In the opinion of the court an award is foreign not merely because it is made in the
territory of a foreign state, but because it is made in such territory on an arbitration
agreement not governed by the law of India. Accordingly, it said that an award made in
pursuance of an arbitration agreement governed by the law of India though rendered
outside India, was not treated in India as a foreign award.

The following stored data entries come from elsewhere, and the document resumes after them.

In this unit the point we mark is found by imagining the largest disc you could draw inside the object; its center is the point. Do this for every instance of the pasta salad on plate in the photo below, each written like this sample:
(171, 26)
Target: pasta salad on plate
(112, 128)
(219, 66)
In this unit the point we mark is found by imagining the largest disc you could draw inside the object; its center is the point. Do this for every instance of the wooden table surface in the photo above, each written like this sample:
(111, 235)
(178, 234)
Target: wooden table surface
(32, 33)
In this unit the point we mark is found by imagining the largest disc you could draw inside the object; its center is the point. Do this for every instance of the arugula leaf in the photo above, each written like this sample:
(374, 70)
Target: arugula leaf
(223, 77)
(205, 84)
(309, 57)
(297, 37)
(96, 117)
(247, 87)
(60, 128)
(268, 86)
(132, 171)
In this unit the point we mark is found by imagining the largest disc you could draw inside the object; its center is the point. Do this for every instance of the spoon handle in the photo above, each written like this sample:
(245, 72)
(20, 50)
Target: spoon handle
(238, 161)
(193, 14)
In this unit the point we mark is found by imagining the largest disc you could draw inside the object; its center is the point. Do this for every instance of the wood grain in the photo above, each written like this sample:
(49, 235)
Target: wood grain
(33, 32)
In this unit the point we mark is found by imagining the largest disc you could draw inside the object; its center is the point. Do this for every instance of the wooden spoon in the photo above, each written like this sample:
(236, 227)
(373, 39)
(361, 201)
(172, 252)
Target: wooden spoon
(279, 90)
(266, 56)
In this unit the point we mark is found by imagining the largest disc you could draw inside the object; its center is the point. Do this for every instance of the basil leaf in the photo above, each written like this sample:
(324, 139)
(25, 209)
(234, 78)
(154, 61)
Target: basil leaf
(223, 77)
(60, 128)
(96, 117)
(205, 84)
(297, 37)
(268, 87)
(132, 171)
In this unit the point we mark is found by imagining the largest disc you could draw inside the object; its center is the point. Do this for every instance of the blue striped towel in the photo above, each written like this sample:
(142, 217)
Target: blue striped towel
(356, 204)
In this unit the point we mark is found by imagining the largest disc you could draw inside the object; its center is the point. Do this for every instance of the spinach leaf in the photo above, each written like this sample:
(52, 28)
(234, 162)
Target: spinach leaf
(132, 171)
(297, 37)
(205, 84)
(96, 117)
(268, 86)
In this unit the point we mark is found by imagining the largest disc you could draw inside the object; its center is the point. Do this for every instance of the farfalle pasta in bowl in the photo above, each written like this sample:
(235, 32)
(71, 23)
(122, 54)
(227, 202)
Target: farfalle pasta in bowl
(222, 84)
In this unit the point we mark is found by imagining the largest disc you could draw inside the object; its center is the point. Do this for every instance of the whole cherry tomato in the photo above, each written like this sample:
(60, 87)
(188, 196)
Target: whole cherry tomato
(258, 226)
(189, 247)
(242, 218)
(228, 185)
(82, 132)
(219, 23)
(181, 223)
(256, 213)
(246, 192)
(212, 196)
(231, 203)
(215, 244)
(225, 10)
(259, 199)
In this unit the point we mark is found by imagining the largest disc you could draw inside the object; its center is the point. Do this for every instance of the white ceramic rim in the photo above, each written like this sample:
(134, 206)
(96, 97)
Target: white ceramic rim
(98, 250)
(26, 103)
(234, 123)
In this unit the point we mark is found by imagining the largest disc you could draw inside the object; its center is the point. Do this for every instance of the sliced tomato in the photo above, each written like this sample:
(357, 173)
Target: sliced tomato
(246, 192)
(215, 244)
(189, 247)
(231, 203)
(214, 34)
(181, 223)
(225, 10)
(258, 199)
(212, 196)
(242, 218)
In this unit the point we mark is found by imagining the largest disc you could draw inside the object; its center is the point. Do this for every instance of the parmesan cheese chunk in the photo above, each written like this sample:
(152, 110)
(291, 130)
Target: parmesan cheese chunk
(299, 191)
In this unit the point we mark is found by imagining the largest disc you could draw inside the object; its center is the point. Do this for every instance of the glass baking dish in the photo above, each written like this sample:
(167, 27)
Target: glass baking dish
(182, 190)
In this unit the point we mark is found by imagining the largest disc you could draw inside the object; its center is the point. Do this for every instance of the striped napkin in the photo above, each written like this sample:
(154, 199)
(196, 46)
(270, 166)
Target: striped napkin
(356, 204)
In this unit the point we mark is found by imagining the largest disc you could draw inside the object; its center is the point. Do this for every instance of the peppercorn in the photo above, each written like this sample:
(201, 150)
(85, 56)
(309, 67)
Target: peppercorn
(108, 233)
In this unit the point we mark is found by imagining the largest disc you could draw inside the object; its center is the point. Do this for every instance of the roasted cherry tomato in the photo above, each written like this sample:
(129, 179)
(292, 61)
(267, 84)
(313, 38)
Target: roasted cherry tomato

In the final analysis, the Supreme Court agreed with the tribunals ruling that the
substantive law of the contract is Indian law and the laws of England governed
procedural matters in the arbitration. On the facts of the case the apex court ruled that
the award in question is an Indian award or a domestic award under the Indian
Arbitration Act, although the dispute as with a foreigner and the arbitration itself was
conducted and the award was made in a foreign state.

The other relevant factors that the court took into consideration were parties had
expressly chosen the Indian law as the applicable law to the contract, courts of Delhi to
have exclusive jurisdiction “in all matters arising under this contract”, agreement was
executed in Delhi. the contract to be performed in India, the form of agreement closely
related to the system of law in India, various Indian enactments were specifically
mentioned in the agreement as applicable and the arbitration agreement was contained
in one of the clauses of the contract and not in a separate agreement. The governing
rule of the contract being Indian law, arbitration agreement also would necessarily be
governed by Indian law excepting the procedural aspects of the arbitration which, due to
the fact of being conducted in a foreign country would be governed by the law of that
country i.e. the law of England in the instant case.

In the result, the Supreme Court set aside the impugned judgement of the Delhi High
Court and allowed the present appeal.